I am very proud of my Indian origin and my heritage. My principles and my identity have not changed being after living in the United States for four decades now. What has changed is my work ethic and my lifestyle, both professionally and personally. The various opportunities in this country helped me to strive for the best. My upbringing has played a huge role in my life. My family has always put emphasis on studies and being upfront and forthcoming.
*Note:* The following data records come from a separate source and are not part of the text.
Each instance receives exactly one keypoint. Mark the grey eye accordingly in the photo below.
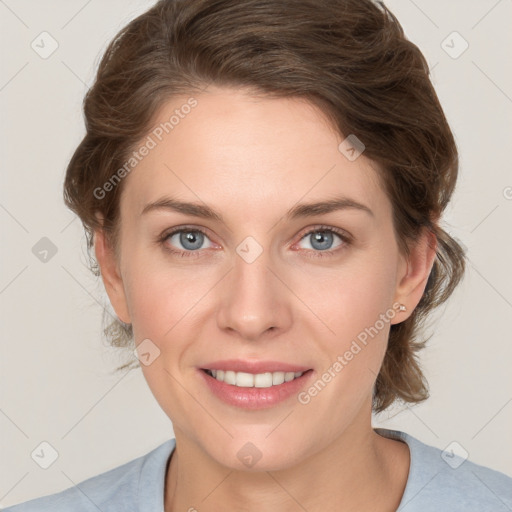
(189, 240)
(321, 240)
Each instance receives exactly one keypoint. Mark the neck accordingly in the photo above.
(360, 470)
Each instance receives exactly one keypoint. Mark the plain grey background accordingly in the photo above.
(57, 382)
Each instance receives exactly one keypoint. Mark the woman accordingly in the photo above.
(262, 183)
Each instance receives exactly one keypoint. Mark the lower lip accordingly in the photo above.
(255, 398)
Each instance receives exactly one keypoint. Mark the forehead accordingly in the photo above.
(248, 152)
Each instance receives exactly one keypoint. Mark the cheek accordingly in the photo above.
(351, 297)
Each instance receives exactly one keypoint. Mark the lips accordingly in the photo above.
(254, 384)
(254, 367)
(249, 380)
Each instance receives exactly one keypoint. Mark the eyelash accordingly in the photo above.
(345, 238)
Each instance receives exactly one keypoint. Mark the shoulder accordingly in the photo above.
(120, 489)
(445, 481)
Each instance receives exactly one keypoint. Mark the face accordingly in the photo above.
(225, 264)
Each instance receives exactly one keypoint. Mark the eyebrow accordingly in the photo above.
(298, 211)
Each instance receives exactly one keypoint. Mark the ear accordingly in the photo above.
(109, 267)
(414, 271)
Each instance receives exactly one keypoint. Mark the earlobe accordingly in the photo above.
(413, 280)
(111, 275)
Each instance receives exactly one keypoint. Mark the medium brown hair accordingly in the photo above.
(349, 58)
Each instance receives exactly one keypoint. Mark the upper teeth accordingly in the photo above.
(249, 380)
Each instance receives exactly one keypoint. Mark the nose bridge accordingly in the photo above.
(253, 301)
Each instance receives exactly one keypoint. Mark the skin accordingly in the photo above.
(252, 159)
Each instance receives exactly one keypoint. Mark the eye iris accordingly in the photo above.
(321, 240)
(195, 238)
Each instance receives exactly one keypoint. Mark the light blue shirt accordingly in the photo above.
(437, 482)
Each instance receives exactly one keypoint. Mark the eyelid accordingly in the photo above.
(344, 235)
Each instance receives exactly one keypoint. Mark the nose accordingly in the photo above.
(254, 302)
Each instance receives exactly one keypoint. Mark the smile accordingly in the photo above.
(250, 380)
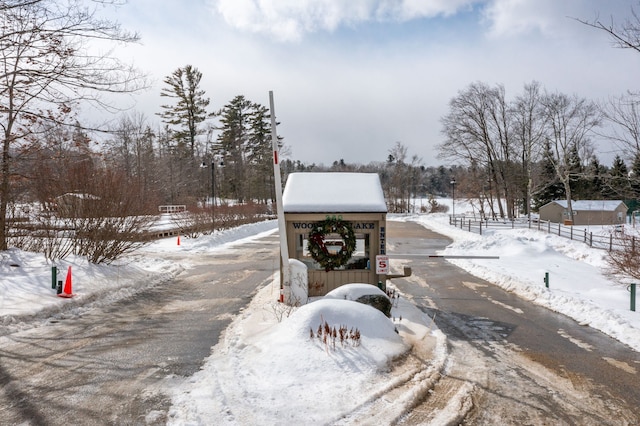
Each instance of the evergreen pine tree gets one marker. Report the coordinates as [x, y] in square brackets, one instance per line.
[233, 146]
[595, 179]
[576, 175]
[617, 183]
[189, 110]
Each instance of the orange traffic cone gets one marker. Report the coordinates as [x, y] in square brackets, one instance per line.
[67, 292]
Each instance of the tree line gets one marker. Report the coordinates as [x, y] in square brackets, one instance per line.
[519, 152]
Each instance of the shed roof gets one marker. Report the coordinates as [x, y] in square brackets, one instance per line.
[333, 193]
[591, 205]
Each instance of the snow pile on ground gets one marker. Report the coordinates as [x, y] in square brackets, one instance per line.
[266, 371]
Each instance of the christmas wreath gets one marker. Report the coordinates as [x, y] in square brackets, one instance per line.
[318, 248]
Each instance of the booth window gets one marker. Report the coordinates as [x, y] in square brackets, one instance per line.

These traits helped me succeed in the United States as a professional, a mother, wife, and a confidant to many.

Elisheba Haqq Stevens

Elisheba Haqq
Elisheba Haqq. Pic courtesy Elisheba Haqq Stevens

Author and writing professor

As an Indian American, I have always lived with the feeling of belonging to the globe or at least to both India and America. When I am in America I am viewed as an “Indian,” because I have dark hair and brown skin. In India, I am perceived as an “American” because my accent, dress, and even the way I walk, identify me as American.

In essence, I am of both places and at the same time, don’t entirely fit into either one. I imagine it’s the same for most Indians who are living outside their country of origin. Upon their return to India they are suspended in time – longing for the India they left so long ago, which exists only in their minds. India moves forward and leaves those of us who no longer live there in the past.

This push and pull has forced me to delve deeper when thinking about questions of where I am from, what I call myself or what is my purpose. I have learned to shy away from obvious definitions of identity. Instead, I concentrate on those that I hold most dear – mother, sister, aunt, friend, healer, educator, writer. These are the identities that are most important and the ones on which I choose to focus.